Had my bag of fun with this piece of garbage.
The attack vector was something like this : luser allowed her son (against IT policy) to install and run games on her work laptop. I suspect her son caused the laptop to be infected with CL either by opening an email attachment or the such. It proceeded to encrypt every single .doc, .xls and the such files on said laptop.
Then it displayed its ransomware notice.
Her son tried to uninstall it, but panicked when it changed the desktop background to the infamous CL background bitmap.
He sbould've left it there, but he didn't, and downloaded (and reinfected the laptop) with CL accordingly to the instructions given.
Then mommy came to work with said laptop, plugged it into the network, and did some work.
Then she proceeded to phone me.
Worst day ever.

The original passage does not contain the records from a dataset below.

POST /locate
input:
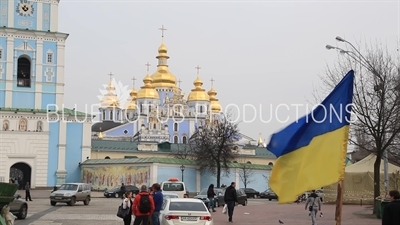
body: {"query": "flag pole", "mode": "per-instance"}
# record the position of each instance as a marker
(339, 203)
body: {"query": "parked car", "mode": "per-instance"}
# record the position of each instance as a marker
(242, 198)
(185, 211)
(115, 192)
(71, 193)
(250, 192)
(19, 207)
(202, 195)
(269, 194)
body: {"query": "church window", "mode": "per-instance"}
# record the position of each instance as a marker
(24, 72)
(184, 140)
(49, 57)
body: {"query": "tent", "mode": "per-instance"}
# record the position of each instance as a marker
(359, 182)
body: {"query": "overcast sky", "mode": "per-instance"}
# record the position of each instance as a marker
(262, 53)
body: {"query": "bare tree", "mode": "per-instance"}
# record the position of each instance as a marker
(213, 145)
(376, 123)
(246, 173)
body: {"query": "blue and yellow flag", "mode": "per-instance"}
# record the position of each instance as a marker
(312, 151)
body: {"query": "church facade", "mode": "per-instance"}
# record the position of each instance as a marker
(41, 142)
(160, 111)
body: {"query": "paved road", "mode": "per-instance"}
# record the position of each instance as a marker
(101, 211)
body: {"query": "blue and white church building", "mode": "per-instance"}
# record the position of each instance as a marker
(159, 111)
(40, 142)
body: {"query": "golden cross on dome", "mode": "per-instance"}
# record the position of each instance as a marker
(148, 66)
(162, 30)
(111, 75)
(179, 83)
(133, 81)
(198, 69)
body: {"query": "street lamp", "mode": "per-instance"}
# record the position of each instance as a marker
(358, 57)
(182, 169)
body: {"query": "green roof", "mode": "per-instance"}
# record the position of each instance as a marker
(165, 161)
(68, 112)
(131, 146)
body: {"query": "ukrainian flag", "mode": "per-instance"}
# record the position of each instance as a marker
(312, 151)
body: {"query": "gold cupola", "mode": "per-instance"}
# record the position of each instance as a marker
(198, 93)
(214, 103)
(163, 77)
(131, 104)
(110, 99)
(148, 90)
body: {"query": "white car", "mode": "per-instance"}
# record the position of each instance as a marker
(185, 211)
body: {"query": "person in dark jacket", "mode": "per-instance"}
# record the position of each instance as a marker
(230, 199)
(210, 195)
(391, 213)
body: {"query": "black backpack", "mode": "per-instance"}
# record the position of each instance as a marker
(144, 205)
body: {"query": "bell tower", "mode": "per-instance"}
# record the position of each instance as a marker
(31, 55)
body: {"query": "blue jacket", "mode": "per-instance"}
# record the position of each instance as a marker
(158, 200)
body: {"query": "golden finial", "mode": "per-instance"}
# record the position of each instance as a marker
(148, 66)
(198, 69)
(162, 28)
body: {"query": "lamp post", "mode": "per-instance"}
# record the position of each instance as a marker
(358, 57)
(182, 169)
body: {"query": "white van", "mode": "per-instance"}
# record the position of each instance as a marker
(175, 186)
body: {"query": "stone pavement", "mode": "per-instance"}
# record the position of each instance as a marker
(259, 211)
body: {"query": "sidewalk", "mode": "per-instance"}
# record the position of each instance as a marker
(41, 194)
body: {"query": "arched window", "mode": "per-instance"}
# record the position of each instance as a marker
(24, 72)
(184, 140)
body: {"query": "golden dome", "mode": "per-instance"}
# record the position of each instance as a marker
(162, 77)
(110, 100)
(148, 90)
(131, 104)
(214, 103)
(198, 93)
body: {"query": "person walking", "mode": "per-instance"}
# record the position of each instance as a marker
(127, 204)
(143, 206)
(210, 195)
(230, 199)
(28, 192)
(158, 201)
(313, 204)
(122, 191)
(391, 212)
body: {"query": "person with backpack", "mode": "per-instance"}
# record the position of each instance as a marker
(313, 205)
(143, 206)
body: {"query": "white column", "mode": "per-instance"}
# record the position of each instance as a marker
(198, 180)
(61, 173)
(237, 178)
(60, 74)
(39, 73)
(9, 71)
(54, 17)
(39, 16)
(11, 10)
(86, 140)
(154, 173)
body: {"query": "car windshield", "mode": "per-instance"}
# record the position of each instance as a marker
(187, 206)
(173, 187)
(68, 187)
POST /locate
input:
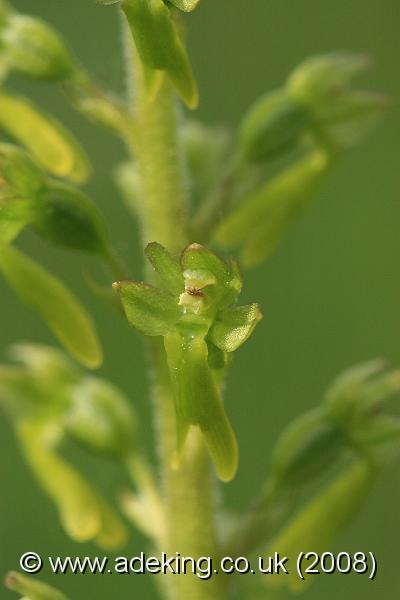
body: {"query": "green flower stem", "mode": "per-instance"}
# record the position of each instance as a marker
(188, 489)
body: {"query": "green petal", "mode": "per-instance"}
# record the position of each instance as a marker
(198, 401)
(167, 268)
(76, 502)
(233, 327)
(50, 144)
(152, 311)
(59, 308)
(159, 45)
(317, 525)
(84, 513)
(228, 280)
(185, 5)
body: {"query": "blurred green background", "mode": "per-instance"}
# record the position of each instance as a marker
(330, 295)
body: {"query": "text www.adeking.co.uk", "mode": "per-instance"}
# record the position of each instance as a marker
(203, 567)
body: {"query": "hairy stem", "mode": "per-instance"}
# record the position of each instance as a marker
(188, 489)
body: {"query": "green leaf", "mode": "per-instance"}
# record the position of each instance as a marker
(54, 302)
(66, 217)
(159, 45)
(275, 124)
(31, 47)
(100, 418)
(233, 327)
(198, 401)
(262, 218)
(317, 525)
(167, 268)
(14, 215)
(31, 588)
(20, 172)
(50, 144)
(151, 310)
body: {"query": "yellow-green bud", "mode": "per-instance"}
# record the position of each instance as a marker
(33, 48)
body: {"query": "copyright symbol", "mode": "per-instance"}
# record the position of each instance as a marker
(30, 562)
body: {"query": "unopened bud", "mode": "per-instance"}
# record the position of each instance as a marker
(100, 418)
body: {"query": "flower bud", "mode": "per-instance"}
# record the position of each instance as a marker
(100, 418)
(66, 217)
(84, 513)
(320, 77)
(316, 525)
(273, 125)
(31, 47)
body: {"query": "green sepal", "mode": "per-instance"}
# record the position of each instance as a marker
(198, 401)
(150, 310)
(23, 176)
(100, 419)
(167, 268)
(14, 216)
(159, 45)
(49, 143)
(54, 302)
(31, 588)
(276, 123)
(84, 513)
(185, 5)
(31, 47)
(234, 326)
(228, 282)
(317, 525)
(262, 218)
(307, 448)
(67, 217)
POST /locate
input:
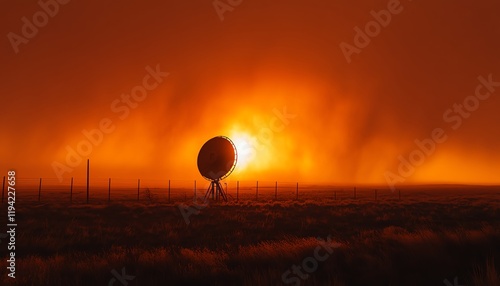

I killed her connection, and had to restore from a backup... Luckily it was only her laptop, her home folder on the server and one directory with lots of .PDF, Word and Excel files affected - and the corruption didn't spread to the automated backups yet....
She was under the impression I could "google for a fix and way to remove it" .... Hopefully the loss of her photos and other (not backed up) documents on her laptop will make her think twice now....
Had to do a fresh windows install on a new HDD as I could not get rid of the CL trojan at all... Will probably format and reinstall that HDD at some later stage.
Going to introduce (and enforce) new, tougher IT policies next year. Lesson learnt.